Julien (schaut verblüfft aus der Wäsche): „Das ist ein Scherz, oder?"

Autorin: „Nein." (Ist irritiert, weil Julien losprustet und sich nach ein paar Sekunden lachend auf dem Boden wälzt.)

Autorin: „Julien, das ist mein voller Ernst. Du schreibst diesen Brief!"

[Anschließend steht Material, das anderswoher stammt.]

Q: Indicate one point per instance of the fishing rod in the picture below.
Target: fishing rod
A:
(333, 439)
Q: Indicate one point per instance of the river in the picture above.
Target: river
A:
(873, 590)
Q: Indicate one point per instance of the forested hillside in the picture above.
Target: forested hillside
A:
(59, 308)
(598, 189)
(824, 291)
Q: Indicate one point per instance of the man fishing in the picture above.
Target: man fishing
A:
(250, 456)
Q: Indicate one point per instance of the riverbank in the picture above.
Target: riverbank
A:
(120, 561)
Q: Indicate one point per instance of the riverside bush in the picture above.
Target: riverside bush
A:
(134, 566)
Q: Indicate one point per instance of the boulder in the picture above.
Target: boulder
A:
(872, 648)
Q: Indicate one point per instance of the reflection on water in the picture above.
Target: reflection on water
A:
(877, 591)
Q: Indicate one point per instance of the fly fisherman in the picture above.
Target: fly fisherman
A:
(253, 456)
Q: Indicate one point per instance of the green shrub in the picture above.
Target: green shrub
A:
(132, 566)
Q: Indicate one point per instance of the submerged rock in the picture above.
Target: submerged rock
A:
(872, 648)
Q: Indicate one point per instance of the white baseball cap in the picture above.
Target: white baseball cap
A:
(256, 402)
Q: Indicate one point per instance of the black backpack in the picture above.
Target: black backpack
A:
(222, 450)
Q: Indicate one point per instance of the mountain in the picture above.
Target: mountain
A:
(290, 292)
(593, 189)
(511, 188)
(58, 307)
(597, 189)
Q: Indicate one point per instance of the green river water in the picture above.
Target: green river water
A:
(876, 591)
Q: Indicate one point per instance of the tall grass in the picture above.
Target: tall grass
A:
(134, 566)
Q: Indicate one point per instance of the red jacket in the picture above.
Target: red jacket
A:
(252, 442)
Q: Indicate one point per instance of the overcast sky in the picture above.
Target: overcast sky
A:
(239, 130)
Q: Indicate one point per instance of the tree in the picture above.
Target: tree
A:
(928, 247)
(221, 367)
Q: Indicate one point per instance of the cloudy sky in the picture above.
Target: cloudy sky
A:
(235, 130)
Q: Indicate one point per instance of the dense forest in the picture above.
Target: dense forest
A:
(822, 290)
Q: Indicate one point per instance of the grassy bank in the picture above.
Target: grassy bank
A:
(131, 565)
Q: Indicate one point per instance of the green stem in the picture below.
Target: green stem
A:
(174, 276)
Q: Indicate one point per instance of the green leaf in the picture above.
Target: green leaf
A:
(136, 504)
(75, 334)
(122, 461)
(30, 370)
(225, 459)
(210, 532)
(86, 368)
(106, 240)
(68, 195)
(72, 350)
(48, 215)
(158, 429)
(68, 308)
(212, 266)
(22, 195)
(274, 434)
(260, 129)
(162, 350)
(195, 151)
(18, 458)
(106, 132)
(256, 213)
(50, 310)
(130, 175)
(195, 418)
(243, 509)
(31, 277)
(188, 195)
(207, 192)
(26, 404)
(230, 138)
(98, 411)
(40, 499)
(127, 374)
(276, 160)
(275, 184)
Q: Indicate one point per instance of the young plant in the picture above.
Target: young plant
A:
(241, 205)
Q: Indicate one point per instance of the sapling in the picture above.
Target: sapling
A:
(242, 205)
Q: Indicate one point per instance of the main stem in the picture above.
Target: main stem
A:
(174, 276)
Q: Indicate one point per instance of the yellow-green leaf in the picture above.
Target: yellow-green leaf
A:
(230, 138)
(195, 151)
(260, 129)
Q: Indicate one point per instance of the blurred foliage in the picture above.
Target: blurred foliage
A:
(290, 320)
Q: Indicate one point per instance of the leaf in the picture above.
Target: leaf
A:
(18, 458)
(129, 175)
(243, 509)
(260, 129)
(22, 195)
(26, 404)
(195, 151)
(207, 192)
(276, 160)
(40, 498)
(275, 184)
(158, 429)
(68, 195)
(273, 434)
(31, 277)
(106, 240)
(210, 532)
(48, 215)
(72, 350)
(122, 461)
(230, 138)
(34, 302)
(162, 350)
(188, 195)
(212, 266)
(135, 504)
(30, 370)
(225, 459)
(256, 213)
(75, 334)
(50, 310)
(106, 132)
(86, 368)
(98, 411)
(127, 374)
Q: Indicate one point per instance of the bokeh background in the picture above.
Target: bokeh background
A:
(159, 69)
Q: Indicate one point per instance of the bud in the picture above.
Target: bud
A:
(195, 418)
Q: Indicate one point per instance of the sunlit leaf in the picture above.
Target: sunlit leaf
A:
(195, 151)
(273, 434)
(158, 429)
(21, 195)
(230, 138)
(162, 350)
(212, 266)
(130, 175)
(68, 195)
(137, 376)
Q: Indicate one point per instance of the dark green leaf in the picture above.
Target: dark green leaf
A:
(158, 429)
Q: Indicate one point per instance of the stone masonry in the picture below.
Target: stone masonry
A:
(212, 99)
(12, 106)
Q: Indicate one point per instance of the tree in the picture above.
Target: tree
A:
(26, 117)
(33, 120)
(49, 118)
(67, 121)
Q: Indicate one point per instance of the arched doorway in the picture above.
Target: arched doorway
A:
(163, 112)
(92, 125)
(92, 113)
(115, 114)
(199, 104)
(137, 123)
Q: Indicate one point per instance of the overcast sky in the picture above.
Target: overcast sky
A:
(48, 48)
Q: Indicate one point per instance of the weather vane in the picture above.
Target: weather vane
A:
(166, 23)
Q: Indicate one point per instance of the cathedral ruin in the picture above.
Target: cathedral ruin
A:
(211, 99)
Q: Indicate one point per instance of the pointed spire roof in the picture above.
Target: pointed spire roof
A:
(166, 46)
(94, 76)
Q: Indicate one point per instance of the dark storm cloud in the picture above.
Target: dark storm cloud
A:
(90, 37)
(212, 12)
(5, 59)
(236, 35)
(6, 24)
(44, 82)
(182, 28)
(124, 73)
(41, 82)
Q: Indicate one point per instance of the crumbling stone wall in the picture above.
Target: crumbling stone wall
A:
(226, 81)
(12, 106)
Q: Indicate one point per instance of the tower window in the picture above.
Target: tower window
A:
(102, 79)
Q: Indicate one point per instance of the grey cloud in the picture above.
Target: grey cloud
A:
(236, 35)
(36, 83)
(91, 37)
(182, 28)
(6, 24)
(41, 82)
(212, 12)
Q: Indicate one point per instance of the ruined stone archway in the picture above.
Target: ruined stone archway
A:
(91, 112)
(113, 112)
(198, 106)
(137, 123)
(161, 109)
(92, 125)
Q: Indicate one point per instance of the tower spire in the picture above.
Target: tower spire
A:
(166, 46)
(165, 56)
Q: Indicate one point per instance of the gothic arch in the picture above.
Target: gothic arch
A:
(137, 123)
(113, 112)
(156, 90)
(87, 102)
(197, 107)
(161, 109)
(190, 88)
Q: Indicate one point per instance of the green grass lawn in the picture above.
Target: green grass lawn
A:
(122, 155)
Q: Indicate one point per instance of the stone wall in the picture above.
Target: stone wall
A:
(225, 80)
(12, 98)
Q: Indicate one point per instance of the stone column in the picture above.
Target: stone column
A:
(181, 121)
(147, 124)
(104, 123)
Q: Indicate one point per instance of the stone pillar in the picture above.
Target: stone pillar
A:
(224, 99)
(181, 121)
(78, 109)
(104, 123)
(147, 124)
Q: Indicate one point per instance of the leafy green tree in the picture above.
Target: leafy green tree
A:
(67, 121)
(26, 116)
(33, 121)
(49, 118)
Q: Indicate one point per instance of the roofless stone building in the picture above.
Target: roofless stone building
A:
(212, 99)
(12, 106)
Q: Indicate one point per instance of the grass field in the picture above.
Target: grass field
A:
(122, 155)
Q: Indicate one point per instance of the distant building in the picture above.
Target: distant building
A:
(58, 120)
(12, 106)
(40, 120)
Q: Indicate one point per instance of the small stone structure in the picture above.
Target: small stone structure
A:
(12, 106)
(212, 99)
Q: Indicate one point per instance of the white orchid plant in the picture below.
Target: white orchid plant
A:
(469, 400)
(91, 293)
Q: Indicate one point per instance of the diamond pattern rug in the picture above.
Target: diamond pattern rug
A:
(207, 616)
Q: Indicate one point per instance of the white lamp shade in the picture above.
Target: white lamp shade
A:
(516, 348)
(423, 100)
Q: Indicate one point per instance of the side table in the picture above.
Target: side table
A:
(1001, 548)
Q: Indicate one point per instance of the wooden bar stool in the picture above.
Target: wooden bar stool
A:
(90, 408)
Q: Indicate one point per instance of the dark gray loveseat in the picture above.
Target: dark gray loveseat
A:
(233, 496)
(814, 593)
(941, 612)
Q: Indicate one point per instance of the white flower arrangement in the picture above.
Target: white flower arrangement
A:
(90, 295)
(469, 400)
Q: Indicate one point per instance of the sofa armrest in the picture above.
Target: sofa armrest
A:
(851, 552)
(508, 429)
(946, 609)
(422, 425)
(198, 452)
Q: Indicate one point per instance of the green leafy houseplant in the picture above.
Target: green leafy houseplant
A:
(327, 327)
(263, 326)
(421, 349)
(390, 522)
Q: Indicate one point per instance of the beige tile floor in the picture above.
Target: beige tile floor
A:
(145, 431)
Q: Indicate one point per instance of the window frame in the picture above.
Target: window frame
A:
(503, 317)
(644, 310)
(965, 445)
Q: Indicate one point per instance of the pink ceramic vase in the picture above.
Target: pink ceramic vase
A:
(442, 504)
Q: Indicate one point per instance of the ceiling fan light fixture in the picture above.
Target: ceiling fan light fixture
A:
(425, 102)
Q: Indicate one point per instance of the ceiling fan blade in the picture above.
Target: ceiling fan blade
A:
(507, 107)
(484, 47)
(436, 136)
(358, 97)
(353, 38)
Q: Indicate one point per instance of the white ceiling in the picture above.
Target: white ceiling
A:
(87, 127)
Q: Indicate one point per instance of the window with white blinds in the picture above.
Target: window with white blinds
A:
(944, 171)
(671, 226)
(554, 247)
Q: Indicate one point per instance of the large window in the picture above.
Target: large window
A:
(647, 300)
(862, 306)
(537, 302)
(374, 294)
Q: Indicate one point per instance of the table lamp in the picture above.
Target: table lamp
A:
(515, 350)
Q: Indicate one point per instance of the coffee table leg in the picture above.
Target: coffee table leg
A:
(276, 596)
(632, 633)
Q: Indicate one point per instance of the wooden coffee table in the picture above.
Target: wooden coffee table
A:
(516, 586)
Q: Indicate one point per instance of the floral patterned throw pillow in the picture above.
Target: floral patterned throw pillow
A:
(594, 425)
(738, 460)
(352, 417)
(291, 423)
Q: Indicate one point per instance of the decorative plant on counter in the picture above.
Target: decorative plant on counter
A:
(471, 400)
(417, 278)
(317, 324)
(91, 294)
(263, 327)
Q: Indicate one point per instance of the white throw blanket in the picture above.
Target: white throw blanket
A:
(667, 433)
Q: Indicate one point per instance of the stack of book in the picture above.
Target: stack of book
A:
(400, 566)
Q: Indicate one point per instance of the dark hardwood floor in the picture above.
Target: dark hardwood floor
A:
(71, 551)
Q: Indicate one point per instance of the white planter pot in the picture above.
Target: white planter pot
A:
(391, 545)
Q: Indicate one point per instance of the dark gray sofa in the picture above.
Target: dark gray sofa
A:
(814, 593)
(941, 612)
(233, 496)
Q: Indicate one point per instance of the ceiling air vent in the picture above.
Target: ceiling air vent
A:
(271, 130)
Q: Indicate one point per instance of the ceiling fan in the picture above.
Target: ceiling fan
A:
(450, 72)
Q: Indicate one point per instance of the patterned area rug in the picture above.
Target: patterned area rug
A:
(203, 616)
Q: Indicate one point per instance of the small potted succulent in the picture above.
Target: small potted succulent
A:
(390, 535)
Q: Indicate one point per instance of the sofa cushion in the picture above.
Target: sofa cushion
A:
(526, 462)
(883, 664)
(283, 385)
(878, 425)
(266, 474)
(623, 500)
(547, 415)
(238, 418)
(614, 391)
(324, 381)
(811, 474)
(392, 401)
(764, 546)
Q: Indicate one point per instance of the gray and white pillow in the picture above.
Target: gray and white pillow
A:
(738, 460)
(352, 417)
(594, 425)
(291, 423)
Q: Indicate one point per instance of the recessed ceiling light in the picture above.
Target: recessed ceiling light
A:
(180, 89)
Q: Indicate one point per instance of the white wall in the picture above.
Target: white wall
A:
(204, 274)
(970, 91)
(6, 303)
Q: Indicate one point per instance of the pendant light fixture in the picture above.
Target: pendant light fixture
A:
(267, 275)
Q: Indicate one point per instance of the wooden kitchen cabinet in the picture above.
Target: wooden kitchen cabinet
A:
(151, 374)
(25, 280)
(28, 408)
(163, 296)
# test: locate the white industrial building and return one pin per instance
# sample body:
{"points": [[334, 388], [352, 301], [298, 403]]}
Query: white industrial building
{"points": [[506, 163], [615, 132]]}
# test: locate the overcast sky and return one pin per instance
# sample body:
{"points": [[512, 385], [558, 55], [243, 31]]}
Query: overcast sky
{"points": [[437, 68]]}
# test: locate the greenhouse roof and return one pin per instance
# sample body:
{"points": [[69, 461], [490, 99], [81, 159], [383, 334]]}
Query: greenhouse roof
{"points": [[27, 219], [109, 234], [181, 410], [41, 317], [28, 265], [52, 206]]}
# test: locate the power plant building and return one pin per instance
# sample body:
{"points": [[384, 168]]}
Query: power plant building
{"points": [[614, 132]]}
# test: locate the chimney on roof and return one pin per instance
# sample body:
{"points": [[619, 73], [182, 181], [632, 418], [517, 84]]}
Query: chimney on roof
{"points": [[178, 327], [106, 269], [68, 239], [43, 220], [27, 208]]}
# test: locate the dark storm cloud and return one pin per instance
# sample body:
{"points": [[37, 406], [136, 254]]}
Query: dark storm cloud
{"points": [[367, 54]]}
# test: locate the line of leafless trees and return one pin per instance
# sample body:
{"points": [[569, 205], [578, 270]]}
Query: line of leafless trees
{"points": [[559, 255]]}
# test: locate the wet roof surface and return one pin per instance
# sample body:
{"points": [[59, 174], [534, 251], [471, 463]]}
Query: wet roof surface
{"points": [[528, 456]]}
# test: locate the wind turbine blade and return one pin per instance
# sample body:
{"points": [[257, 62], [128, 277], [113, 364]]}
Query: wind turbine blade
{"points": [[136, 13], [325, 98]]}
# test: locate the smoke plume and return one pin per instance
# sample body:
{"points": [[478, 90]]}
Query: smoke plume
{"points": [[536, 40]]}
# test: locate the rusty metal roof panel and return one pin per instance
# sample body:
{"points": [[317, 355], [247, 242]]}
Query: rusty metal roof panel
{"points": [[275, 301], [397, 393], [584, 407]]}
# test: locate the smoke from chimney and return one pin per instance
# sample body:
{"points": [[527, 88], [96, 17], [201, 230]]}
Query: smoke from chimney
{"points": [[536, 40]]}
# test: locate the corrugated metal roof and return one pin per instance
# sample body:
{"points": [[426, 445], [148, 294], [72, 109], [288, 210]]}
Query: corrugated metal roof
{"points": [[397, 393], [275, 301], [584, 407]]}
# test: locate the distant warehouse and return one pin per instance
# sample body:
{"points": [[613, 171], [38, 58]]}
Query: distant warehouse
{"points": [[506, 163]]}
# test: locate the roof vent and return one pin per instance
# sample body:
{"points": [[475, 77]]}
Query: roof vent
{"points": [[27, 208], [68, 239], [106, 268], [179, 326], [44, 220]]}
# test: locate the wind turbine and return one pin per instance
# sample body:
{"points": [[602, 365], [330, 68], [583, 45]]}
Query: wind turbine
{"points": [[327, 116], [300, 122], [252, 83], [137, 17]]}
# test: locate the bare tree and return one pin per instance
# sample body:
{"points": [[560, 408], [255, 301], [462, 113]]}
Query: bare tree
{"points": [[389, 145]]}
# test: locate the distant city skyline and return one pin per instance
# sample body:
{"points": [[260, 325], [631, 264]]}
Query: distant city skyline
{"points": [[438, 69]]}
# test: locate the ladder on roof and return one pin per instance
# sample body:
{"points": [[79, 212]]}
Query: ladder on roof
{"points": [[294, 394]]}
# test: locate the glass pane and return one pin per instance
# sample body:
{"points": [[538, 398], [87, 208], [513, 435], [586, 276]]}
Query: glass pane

Julien (wischt sich die Tränen aus den Augen): „Toller Scherz. Ich wäre beinahe darauf hereingefallen. Als ob ich Liebesbriefe schreiben würde!"

Autorin: „Keinen Liebesbrief, sondern ein Brief über die Liebe. Und nein, es ist kein Scherz. Wie oft soll ich es dir denn noch sagen?!"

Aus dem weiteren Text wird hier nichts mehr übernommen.